I hate filler in a crab cake. Bobby Flay has a wonderful recipe that uses very, very little. My own recipe uses no filler. I just made it up and it works for us. I very, very lightly saute some chopped celery, fresh red pepper, fresh parsley, salt, Bay's seasoning, lemon zest, black pepper and scallions. You want some texture, but still want to slightly cook the mixture. Let it cool and add the crab very lightly so you don't break it up too much. I hold the mixture together with Duke's Mayo. Yes, they will be loose, but they will hold together. I never tried it with an egg...Worried about salmonella.

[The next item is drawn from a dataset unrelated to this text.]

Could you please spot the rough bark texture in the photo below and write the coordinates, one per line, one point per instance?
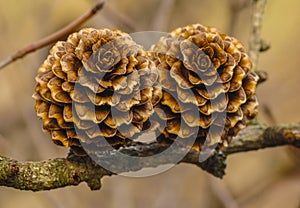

I roll the crab cakes in Panko breadcrumbs. I clarify butter, place it in a oven corning ware, heat the butter (it will not burn) and add the crab cakes. They do not need much baking time. I just do it by sight. No, they will not have that deep pan fried apppearance. I guess you could pan fry them in clarified butter instead of baking them. I never tried them that way..yet
Anyway, I get 8 decent sized crab cakes that can serve 4 people for $16. Of course, you need some sides with that to make a nice full meal. Still, its reasonable and people love crab cakes. You don't need all the ingredients I use. Some recipes have just a few. It's all about the crab anyway. the stuff from Sam's is pretty darn good.